Several institutions and officials in Egypt have been affected by the news of Muslim Brotherhood presidential candidate Mohammed Mursi approaching victory. Yet news of an Islamist president coming to power has apparently taken a bigger toll on the cabinet in general and Prime Minister Kamal al-Ganzouri in particular.
For the past two days, the cabinet has sunk into a state of silence whether on the level of ministers or staff and the place has become increasingly gloomy, reported the Egyptian independent newspaper al-Youm al-Sabea.
“Even the way ministers interacted with journalists on a daily basis has drastically changed,” said the paper.
On Monday, Ganzouri held the first meeting after the initial results of the elections were out and journalists were waiting for him and other ministers to comment on the political situation. None of them did amid talk that the cabinet had received instructions not to talk to the press.
Ganzouri’s stance was no less exceptional than that of his cabinet. The man who has worked nonstop throughout the 200 days of his government and only took one day off no longer holds meetings and only comes to his office to read the mail then leaves at 2:30 pm.

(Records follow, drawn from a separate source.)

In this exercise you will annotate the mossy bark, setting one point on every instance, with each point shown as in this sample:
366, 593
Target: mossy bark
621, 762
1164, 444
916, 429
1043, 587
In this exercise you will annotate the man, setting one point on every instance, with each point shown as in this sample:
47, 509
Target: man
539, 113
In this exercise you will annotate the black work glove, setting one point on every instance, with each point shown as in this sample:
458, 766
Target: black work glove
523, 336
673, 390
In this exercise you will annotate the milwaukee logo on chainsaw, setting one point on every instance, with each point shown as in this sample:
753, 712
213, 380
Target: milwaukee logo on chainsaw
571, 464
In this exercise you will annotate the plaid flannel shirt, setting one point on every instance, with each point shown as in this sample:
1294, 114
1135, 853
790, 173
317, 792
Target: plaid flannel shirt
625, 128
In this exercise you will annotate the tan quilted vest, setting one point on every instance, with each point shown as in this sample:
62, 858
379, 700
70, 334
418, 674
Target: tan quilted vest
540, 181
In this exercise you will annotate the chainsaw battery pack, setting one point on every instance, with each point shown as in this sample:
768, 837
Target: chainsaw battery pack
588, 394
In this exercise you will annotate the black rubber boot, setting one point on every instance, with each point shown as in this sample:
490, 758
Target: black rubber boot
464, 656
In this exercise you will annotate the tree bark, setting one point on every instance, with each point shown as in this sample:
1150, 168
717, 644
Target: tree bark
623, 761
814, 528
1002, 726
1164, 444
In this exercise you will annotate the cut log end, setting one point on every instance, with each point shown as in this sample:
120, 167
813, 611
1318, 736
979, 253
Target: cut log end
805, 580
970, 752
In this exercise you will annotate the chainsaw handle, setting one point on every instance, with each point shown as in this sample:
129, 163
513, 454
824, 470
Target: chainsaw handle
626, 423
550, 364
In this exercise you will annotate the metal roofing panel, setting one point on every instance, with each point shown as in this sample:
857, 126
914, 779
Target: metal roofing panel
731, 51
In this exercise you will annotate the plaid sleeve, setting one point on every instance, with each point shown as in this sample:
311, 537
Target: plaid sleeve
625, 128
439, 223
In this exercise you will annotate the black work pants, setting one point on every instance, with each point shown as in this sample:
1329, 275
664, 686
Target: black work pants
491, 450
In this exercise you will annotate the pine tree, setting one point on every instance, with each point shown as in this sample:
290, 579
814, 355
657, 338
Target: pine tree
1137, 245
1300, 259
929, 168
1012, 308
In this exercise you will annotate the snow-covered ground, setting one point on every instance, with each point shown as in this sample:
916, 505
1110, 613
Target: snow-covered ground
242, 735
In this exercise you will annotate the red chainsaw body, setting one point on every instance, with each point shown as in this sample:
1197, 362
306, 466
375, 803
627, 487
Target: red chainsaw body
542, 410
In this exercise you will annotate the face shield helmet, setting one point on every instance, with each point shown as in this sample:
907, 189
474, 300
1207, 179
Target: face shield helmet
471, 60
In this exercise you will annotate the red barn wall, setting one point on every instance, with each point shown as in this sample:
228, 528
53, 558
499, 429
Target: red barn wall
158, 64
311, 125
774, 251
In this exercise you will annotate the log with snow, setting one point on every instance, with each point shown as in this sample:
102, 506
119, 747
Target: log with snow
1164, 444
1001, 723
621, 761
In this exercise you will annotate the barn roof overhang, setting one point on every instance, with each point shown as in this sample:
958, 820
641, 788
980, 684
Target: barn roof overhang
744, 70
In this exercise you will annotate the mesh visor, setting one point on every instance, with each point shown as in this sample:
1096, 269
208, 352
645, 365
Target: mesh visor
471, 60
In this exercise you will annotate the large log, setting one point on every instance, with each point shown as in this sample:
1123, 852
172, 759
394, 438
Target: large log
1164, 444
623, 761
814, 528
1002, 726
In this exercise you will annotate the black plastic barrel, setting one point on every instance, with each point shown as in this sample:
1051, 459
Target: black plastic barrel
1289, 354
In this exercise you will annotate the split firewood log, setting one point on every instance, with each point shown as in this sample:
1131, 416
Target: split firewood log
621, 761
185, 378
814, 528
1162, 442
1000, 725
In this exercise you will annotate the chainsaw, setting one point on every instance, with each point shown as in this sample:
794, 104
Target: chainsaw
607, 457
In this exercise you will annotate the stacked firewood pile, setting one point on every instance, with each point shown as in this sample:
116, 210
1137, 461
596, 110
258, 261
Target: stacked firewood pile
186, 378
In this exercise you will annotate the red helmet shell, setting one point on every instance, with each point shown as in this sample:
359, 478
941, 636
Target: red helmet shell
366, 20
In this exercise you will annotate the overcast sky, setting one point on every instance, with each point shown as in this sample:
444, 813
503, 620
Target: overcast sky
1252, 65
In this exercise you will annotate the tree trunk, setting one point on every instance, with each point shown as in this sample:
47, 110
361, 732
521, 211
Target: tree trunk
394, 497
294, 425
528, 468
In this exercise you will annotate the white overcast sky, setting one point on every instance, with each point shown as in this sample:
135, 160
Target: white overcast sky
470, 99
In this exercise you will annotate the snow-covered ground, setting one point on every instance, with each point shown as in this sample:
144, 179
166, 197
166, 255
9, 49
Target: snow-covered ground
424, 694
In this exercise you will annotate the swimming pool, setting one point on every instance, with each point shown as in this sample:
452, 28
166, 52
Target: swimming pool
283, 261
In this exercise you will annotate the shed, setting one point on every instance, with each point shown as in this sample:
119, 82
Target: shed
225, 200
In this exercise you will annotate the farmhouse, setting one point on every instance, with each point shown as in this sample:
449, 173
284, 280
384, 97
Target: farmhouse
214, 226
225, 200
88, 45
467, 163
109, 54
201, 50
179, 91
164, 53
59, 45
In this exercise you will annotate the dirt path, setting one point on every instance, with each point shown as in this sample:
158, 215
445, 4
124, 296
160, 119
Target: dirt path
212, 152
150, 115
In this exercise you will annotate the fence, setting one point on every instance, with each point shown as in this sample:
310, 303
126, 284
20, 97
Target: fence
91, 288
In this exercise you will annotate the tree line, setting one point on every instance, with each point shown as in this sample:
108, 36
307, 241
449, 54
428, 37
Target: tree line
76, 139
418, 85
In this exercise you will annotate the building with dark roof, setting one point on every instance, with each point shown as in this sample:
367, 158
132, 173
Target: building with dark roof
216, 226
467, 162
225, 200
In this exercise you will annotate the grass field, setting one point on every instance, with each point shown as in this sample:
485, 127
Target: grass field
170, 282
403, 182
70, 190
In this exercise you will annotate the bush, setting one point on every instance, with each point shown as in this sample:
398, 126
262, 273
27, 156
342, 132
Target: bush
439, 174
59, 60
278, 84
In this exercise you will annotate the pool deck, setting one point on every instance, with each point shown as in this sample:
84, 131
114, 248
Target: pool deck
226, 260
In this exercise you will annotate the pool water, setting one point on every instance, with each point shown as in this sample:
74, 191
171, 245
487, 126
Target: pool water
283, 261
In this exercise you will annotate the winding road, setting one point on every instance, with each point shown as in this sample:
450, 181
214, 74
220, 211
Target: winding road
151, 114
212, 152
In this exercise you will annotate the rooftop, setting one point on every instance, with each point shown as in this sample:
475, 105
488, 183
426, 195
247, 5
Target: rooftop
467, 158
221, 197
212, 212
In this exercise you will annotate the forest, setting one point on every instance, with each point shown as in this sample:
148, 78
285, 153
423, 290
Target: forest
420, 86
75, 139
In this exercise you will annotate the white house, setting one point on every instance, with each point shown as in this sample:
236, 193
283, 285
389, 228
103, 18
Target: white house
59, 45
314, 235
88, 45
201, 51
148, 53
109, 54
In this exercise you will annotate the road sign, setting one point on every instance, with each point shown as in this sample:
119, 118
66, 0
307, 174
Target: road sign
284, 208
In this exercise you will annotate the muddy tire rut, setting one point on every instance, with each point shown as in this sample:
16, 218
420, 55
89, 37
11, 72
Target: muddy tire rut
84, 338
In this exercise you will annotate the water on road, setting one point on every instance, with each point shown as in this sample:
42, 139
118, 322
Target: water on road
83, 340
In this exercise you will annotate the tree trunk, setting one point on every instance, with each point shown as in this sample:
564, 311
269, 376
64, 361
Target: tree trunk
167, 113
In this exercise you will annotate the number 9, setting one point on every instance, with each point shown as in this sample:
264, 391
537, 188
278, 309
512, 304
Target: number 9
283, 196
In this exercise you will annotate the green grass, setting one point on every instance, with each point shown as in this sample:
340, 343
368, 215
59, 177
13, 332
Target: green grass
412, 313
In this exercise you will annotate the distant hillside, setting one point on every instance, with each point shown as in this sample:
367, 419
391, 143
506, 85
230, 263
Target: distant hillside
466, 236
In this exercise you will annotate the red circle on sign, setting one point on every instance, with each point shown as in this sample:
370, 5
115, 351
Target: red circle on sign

According to an inside source, members of the cabinet were extremely frustrated when the unofficial results of the presidential elections came out.
This disappointment, the source added, turned into confusion when the cabinet got information that Mursi is not the certain winner and that his rival Mubarak’s last Prime Minister Ahmed Shafiq was ahead of him with 116,000 votes.
Cabinet members, the source said, viewed the Brotherhood’s preemptive celebration of Mursi’s victory as a sign of the group’s concerns lest their candidate lose and as a means of putting pressure on the Presidential Elections Committee to announce him as Egypt’s coming president.